Stan Brakhage, Persian Series, 1-5

1999. Courtesy of Italian Television, RAI3.

This 14-minute long video is consisted of the first 5 Persian films by great avant-garde cinema evangelist, Stan Brakhage. This poet of motions, shapes, and colors believes his ecstatic images come from human thanking, and then they take shape as glyphs or script like the alphabet and numbers and symbols and pictures. "They're imaginary series, but it's a thoughtful imagination, not just anything goes," says Brakhage.

Fred Camper explains "for Persian Series he studied reproductions of Persian miniature paintings, their decorative borders, Persian rugs, and the culture's calligraphy. And certainly the lush color schemes of Persian miniatures are reflected in these densely layered films. At one point in the second, a series of zooms in suddenly becomes a massive zoom out, creating the effect of a precipitous balloon ascent from the landscapelike shapes we've been seeing. Yet the "aerial" view that materializes is not fundamentally different from the "closer" images: on any scale, the imagery remains a skein of interconnected organic shapes worthy of nature's fractals."

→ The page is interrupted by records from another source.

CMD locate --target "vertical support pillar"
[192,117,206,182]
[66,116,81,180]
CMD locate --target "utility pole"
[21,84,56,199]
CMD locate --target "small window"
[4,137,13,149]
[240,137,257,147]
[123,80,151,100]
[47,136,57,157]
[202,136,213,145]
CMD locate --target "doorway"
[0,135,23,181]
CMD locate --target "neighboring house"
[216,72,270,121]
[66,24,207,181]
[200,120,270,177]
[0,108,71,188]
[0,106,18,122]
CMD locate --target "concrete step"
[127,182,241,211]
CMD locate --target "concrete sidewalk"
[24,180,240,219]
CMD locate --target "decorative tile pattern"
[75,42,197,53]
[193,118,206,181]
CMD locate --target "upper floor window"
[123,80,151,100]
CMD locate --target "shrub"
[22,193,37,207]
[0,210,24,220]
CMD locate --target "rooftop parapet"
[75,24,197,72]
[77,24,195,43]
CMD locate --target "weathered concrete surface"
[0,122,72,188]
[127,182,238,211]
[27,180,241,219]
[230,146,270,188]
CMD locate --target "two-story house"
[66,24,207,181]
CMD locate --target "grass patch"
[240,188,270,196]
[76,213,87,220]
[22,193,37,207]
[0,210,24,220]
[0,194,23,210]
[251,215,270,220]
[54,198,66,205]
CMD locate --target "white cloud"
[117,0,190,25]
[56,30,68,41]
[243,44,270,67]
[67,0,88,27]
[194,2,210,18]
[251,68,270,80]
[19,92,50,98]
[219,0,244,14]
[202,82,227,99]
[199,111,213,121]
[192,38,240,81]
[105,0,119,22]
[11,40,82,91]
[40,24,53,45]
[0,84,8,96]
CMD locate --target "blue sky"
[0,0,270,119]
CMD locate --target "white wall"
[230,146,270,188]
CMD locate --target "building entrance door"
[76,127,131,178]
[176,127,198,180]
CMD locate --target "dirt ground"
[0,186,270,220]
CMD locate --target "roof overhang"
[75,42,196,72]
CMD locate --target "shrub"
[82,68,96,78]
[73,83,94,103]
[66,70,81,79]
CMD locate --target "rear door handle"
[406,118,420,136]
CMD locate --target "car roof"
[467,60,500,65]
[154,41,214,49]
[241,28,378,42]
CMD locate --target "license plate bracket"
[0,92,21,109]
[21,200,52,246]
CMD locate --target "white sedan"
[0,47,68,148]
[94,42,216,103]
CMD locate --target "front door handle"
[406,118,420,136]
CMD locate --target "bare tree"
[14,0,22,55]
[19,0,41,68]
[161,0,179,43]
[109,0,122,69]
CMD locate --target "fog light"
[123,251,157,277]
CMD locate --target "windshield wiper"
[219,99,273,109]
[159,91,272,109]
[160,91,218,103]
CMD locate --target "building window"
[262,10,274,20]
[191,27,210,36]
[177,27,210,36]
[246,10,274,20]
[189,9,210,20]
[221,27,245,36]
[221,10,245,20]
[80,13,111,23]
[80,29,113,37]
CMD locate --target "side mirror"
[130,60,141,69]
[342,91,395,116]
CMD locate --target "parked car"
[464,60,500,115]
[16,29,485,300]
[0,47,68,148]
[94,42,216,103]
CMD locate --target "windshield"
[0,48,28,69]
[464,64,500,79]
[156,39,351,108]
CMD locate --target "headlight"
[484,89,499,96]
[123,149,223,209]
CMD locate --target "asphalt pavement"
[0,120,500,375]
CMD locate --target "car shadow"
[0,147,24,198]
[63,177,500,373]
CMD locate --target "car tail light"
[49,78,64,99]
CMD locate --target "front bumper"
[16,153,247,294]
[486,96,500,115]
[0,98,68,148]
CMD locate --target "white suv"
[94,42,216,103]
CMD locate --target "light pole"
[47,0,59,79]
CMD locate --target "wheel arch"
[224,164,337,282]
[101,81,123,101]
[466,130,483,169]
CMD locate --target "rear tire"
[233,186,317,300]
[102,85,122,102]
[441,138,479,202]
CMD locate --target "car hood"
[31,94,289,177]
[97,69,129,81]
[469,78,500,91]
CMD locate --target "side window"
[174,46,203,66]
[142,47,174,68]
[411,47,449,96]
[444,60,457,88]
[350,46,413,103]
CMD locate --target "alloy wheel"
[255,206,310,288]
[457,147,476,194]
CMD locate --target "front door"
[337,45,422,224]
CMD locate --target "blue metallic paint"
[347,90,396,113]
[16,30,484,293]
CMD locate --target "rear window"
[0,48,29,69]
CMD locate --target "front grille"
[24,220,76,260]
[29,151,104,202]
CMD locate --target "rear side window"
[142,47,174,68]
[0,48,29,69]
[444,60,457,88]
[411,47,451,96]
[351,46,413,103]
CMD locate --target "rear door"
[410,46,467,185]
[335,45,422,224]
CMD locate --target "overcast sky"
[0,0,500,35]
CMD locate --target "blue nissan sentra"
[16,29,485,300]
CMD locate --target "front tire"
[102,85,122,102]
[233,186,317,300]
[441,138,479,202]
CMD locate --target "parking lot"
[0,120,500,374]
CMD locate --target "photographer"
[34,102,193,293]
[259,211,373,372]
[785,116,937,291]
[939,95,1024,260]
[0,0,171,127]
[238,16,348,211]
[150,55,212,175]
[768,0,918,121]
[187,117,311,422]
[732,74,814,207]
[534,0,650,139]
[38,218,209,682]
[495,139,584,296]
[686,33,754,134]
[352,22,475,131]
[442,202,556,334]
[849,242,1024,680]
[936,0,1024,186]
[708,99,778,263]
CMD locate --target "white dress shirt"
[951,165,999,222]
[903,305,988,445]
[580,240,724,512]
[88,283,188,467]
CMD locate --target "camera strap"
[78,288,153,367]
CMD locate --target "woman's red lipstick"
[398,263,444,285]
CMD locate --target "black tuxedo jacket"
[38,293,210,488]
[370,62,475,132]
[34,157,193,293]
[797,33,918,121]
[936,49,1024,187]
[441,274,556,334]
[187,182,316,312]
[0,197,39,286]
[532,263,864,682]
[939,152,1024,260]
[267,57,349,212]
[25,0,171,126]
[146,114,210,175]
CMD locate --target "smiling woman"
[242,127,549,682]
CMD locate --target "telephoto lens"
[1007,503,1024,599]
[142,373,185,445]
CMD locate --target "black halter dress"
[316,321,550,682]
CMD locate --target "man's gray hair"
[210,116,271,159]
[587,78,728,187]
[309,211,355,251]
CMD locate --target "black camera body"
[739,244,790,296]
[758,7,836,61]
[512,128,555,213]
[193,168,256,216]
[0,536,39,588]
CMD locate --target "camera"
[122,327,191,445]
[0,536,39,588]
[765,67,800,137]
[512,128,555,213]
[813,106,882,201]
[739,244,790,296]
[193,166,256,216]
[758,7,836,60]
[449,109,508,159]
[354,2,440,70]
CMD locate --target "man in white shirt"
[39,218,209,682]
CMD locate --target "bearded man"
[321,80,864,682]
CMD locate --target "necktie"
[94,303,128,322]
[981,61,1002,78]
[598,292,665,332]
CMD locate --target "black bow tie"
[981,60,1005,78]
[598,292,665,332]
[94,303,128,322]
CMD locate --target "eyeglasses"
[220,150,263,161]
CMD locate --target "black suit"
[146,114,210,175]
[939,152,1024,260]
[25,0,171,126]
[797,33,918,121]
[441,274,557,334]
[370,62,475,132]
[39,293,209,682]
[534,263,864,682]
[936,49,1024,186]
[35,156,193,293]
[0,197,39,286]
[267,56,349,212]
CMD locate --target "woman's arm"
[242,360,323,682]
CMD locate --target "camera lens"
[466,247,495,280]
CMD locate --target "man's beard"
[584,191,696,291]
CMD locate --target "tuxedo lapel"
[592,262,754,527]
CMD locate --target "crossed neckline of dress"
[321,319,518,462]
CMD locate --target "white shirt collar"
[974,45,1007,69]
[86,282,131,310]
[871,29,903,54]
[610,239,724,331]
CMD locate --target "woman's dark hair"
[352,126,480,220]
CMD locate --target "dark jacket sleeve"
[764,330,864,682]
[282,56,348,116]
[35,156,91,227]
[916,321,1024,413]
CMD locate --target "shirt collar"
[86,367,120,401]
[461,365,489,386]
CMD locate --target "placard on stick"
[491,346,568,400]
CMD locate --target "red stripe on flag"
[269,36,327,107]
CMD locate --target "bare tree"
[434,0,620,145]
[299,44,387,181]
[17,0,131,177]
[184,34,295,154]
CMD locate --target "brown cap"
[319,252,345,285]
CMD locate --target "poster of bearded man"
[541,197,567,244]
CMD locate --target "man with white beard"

"What's extraordinary about Persian Series, however, is the way it achieves an even greater dislocating and redefining effect than the other [Brakhage] recent films, with layering almost as complex as in Coupling and shapes and colors that are even richer. The eye is typically possessive: it wants to plumb the image, know it, catalog what it has to offer, and file it away. This is how we remember faces, landscapes, objects, and it's this kind of seeing Brakhage disrupts so profoundly. It's not simply that the viewer can't name what he sees — he can't fully see it, and in that sense can never fully understand or own it. By mixing shapes related to one another with a form that abjures predictability and repetition, by mixing order and apparent randomness (surely Brakhage can't control every tiny splotch), by using layers of images that prevent the eye from locking in to any one, he shifts the viewer from comprehending solid objects in the "real" world to a state of profound self-questioning: his real subjects are not specific objects or ideas but the kind of raw neural processes that underlie all sight and thought."